The introduction of alternative business structures (ABSs) will greatly speed up merger activity among law firms, a snapshot survey of leading figures in the legal profession has predicted.

However, two-thirds of those questioned believe that solicitors currently lack the management skills to take advantage of the reforms, which are due to begin in 2011 or 2012.

The survey Views from the Top, conducted by professional communications consultancy Spada, found that three-quarters of those polled envisaged greater consolidation, with almost half saying their own firm would benefit from a merger.

A similar figure (43%) also thought external investment would help, but there was less interest in flotation. Almost half said their firms were likely to become legal disciplinary practices next year.

The Spada white paper accompanying the survey revealed that volume firm MTA Solicitors, which is based in Kent and Manchester, is keen to take on external investment to develop a business model that gets it closer to consumers and cuts out referral fees.

MTA chief executive David Green said: ‘Private equity investors for us would be for no other reason than expansion. [It] would help us bring in the right people to take us into places where we currently are not, and [increase] marketing.’

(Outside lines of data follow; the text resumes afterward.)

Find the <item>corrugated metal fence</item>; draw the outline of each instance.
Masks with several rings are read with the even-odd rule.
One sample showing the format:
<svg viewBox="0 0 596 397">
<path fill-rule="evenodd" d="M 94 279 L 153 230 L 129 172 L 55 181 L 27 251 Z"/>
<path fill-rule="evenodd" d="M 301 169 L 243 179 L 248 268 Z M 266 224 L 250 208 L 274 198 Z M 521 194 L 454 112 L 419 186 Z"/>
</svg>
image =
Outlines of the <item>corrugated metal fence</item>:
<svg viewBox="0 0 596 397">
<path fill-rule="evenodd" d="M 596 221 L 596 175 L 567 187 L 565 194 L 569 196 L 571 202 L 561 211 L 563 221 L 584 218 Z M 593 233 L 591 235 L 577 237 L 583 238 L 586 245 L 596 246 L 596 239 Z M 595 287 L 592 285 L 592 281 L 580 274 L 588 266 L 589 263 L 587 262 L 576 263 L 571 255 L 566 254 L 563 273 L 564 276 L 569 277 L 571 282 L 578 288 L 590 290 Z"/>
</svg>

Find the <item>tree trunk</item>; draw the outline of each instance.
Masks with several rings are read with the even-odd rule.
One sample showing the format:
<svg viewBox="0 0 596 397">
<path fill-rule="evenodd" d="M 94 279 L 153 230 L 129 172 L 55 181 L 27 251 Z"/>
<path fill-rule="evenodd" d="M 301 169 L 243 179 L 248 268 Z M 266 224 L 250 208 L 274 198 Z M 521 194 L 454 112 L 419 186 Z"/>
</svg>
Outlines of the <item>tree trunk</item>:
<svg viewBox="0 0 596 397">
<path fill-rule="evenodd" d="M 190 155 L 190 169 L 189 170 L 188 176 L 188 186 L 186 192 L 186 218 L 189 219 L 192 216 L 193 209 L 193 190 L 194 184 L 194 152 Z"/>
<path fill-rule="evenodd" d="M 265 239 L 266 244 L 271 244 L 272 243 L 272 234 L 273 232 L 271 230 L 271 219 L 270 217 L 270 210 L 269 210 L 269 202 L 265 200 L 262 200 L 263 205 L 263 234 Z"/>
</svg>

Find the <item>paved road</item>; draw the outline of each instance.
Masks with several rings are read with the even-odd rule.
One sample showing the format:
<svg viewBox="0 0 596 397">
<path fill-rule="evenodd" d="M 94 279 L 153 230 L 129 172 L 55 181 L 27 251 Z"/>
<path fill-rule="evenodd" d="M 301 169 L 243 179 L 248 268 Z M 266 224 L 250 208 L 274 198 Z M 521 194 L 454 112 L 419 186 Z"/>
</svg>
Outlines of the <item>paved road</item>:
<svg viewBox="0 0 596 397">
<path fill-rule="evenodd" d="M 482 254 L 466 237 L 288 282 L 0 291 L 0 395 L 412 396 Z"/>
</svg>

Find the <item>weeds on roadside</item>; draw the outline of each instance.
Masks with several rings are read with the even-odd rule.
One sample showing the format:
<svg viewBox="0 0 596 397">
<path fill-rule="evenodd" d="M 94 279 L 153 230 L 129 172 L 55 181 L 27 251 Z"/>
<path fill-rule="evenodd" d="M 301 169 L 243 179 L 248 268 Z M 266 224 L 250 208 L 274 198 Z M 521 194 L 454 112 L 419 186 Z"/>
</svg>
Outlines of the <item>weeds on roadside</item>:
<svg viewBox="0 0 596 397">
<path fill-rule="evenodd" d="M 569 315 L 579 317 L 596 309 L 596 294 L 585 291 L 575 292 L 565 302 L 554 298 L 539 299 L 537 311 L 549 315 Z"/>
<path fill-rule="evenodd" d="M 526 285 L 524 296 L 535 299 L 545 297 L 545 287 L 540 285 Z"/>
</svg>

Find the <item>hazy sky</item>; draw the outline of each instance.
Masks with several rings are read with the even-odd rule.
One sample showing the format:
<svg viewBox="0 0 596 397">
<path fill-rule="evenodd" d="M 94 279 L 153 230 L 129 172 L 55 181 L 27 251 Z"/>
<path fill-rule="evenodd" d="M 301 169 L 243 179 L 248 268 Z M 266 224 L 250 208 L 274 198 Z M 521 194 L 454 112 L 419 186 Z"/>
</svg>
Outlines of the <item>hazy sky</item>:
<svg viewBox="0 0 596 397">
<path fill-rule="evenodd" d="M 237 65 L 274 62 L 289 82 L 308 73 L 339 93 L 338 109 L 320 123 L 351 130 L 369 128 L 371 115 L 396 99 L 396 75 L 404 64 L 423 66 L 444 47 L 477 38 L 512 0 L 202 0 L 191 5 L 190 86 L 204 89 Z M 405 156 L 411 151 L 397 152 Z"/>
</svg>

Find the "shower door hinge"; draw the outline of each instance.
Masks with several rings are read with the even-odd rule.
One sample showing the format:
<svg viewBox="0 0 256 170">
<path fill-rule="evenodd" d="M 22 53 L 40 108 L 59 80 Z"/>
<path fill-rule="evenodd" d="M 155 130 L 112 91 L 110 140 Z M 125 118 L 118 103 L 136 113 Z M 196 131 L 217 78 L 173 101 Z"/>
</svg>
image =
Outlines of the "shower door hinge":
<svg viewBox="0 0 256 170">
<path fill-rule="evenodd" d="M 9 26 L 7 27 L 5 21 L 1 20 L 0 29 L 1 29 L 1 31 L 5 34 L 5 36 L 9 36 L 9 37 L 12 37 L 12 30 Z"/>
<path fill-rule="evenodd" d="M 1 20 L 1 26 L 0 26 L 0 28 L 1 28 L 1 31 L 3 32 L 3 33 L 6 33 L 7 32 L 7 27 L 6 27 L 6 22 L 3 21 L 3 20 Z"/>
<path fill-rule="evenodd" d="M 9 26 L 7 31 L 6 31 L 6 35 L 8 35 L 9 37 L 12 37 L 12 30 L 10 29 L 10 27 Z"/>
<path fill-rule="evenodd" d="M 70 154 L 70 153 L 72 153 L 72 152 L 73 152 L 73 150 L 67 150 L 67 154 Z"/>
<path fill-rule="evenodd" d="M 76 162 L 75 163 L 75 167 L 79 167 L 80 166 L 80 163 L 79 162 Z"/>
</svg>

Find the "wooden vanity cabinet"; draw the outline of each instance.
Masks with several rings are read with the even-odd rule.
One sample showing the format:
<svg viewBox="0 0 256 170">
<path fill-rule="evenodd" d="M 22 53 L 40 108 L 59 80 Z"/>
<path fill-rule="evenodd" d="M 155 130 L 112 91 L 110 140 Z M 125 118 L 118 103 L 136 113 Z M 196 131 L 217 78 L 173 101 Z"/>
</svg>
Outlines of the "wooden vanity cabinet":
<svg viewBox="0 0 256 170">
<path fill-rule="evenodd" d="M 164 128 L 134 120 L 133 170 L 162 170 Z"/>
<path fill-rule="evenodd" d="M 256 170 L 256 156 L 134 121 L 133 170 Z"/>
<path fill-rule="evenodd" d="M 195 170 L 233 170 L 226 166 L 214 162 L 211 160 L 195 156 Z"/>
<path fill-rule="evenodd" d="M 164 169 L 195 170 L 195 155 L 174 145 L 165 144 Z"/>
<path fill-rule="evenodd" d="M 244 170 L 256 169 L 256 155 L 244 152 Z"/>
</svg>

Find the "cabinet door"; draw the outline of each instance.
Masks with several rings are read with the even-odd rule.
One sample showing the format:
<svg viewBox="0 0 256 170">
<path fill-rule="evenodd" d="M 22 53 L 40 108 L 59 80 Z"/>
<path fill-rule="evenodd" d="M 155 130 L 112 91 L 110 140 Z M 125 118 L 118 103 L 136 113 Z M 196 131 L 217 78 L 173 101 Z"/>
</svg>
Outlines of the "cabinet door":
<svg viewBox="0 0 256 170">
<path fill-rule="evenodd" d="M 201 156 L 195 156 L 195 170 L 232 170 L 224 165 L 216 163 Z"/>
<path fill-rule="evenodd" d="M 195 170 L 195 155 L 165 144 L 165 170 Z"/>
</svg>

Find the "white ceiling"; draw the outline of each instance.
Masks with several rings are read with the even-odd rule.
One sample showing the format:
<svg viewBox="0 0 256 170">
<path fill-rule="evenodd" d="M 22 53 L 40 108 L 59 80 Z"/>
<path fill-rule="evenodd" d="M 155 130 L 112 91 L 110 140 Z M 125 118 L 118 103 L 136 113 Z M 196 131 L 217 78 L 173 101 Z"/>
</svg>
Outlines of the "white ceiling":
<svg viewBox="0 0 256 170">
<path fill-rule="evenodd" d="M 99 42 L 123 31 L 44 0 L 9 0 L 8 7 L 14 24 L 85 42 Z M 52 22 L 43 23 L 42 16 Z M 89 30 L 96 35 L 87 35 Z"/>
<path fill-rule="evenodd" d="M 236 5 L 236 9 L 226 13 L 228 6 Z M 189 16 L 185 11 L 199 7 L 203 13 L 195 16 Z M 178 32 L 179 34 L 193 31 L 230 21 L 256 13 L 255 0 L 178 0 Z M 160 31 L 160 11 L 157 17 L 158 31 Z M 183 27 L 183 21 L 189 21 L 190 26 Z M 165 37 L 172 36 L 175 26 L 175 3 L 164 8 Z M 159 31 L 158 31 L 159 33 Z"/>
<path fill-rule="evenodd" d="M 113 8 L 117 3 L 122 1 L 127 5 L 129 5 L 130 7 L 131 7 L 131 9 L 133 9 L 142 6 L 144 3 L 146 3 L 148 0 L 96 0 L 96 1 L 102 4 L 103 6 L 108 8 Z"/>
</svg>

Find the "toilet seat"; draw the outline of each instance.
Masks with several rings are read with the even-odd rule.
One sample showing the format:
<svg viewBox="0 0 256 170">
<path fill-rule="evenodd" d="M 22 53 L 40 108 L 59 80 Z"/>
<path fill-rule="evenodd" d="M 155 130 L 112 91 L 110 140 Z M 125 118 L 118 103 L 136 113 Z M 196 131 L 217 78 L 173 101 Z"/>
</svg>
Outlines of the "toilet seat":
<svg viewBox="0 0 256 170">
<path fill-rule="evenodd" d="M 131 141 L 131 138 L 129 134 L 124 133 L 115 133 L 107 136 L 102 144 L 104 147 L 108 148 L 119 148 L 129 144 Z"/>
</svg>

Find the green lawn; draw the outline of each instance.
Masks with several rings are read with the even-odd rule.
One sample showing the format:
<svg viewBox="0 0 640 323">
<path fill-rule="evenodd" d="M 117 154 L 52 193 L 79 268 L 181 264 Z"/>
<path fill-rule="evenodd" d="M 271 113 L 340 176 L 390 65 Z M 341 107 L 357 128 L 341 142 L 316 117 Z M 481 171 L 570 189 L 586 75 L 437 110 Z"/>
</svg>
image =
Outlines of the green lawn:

Top law firm consultant Alan Hodgart of H4 Partners said: ‘It could be good for some firms to work with an outside shareholder. It would help them clean themselves up before going to AIM and multiple shareholders. Initially, people were talking about private equity, but now people are saying "why not put 25% on AIM?".’

Spada managing director Gavin Ingham Brooke said: ‘In some respects the future has already arrived – Halifax, for instance, provides volume legal services... What is more difficult to predict are the longer-term, fundamental, aggregating forces of the market.